I realize that I’m a little bit addicted to this. Playing music is another level of being. Because, most days, I walk around feeling like almost every interaction I have is pointless. But I’ll get to that another time, in another post. It’s just there seems to be so little room in life for real connection, the honest conversations I’m interested in having. I really have to work to make them happen, find the people who want to have them. I guess that’s why art exists in the first place, as an outlet for the things you feel, but don’t feel able to say.
When I’m playing music, watching music being made, it feels like connection. It feels sacred, otherworldly. And that might sound cheesy, but I don’t know what else to call it.
The swallows are back in their nest on our porch. The sun turns the little corner in our kitchen to gold every evening. The days are long. The hills are green. It’s the season for living. I turn my face into the light and allow it to enfold me again. I become a version of myself I prefer to all others. This time of year, I get to shine.
I feel like myself in our little home. I get distracted by the light on the walls, the sky, the pink hue that is cast upon everything just before the day is finally gone. I feel like myself when I am still, when I listen and once again find that every moment has a rhythm, a melody, a pulse, where all the magic and energy of life is stored. It’s just waiting to be tapped into. I feel like myself when clicking a shutter, in a futile attempt to keep a hold on it, on these moments I can’t find a way to thank or appreciate before they’re gone.

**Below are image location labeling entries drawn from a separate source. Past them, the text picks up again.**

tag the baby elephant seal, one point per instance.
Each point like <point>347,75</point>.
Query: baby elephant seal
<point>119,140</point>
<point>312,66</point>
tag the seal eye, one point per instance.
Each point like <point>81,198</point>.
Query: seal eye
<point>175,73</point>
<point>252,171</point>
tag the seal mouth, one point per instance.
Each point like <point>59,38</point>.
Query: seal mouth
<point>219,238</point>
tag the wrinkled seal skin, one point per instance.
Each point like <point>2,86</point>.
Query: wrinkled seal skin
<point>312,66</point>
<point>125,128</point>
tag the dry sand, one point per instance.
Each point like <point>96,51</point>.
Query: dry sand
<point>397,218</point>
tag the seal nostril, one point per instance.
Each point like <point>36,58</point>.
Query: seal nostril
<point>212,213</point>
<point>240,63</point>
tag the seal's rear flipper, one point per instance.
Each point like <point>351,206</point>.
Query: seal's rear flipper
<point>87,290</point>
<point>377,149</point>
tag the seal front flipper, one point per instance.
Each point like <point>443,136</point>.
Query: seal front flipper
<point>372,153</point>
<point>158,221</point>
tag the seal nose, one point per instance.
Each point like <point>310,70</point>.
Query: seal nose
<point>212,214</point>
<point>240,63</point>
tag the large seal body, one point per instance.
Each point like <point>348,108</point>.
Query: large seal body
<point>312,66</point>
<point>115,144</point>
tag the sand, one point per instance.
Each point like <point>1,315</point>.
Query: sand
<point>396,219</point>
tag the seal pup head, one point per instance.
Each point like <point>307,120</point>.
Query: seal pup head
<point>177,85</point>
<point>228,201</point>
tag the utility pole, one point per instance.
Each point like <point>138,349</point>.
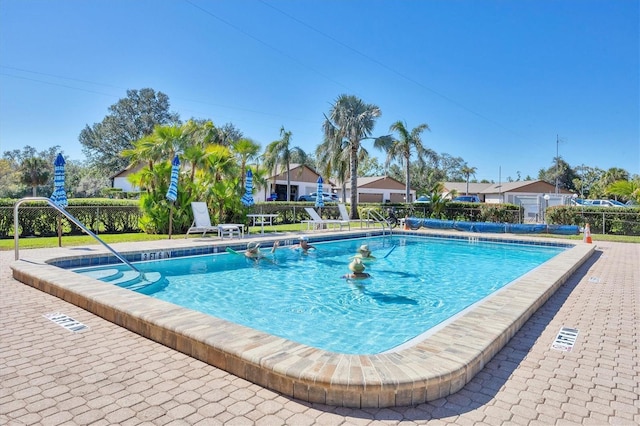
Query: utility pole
<point>557,162</point>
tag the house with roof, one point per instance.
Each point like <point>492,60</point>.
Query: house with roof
<point>374,189</point>
<point>534,196</point>
<point>381,189</point>
<point>303,180</point>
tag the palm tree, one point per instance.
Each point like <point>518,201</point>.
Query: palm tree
<point>349,122</point>
<point>468,171</point>
<point>35,172</point>
<point>333,161</point>
<point>245,149</point>
<point>402,148</point>
<point>279,153</point>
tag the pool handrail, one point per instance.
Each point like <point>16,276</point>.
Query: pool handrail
<point>16,235</point>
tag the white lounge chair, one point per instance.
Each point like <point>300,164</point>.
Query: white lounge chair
<point>202,223</point>
<point>319,222</point>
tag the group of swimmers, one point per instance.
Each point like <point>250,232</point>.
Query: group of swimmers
<point>253,248</point>
<point>356,266</point>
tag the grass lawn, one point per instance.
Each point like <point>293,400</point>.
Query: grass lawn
<point>78,240</point>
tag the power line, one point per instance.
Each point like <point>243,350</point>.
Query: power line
<point>390,69</point>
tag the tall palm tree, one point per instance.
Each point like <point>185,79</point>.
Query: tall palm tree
<point>350,121</point>
<point>245,149</point>
<point>467,171</point>
<point>333,161</point>
<point>278,155</point>
<point>402,148</point>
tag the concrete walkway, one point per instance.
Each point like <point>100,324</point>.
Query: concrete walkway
<point>107,375</point>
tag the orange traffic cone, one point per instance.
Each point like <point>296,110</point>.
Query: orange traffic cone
<point>587,234</point>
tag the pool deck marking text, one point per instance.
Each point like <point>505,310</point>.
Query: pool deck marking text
<point>66,322</point>
<point>565,340</point>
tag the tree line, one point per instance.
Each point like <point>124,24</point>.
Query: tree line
<point>141,128</point>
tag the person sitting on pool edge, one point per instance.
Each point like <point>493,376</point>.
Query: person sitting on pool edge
<point>253,250</point>
<point>364,253</point>
<point>303,245</point>
<point>357,271</point>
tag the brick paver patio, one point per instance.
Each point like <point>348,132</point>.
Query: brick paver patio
<point>107,375</point>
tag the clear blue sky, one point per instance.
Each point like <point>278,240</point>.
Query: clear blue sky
<point>496,81</point>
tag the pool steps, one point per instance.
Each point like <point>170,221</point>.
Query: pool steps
<point>130,280</point>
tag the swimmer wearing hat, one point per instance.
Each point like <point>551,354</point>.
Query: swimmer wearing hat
<point>303,245</point>
<point>357,271</point>
<point>253,250</point>
<point>364,253</point>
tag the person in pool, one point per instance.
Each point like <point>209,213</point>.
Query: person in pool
<point>357,271</point>
<point>364,253</point>
<point>253,250</point>
<point>303,245</point>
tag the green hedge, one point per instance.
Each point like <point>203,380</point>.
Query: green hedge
<point>39,219</point>
<point>601,220</point>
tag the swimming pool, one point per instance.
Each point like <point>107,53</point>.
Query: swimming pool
<point>416,283</point>
<point>436,366</point>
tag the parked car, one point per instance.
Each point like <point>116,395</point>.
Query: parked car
<point>325,196</point>
<point>603,203</point>
<point>467,199</point>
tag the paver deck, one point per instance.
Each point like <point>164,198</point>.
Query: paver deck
<point>109,375</point>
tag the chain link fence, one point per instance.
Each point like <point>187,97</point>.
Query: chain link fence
<point>43,221</point>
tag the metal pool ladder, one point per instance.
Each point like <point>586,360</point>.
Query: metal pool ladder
<point>69,216</point>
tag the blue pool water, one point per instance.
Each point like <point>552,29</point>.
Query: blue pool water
<point>420,284</point>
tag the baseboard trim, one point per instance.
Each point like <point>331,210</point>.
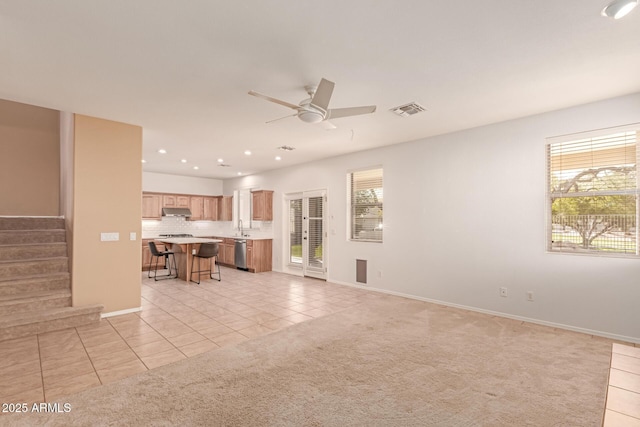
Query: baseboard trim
<point>635,340</point>
<point>121,312</point>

I feel like myself when scribbling thoughts into disorganized journals with my favorite pen. I forget them almost as soon as they’re written, after I’ve transferred their fever to the page from my chaotic mind where they’ve no doubt been taunting me, maddeningly so, for days.
Within peace, I find myself. That is where my motive lies.
I feel like myself when I’m with him. Some days we’re somber and serious. Our words are few and our company subdued. Other times, we seem to bring each other to life. Laughing across the table at a restaurant, just him and I. It feels as if we’ve got something figured out that the rest don’t. And all it really is, in truth: All of these supposed-to’s, all of these expectations laid upon us to fit a mold, are really just other people’s projections. It is other people waiting for you to justify their own life to them. But we see this for what it is: a trap, disguised as convention. We know our life is ours. We’re making our own way. Everything else is just a template.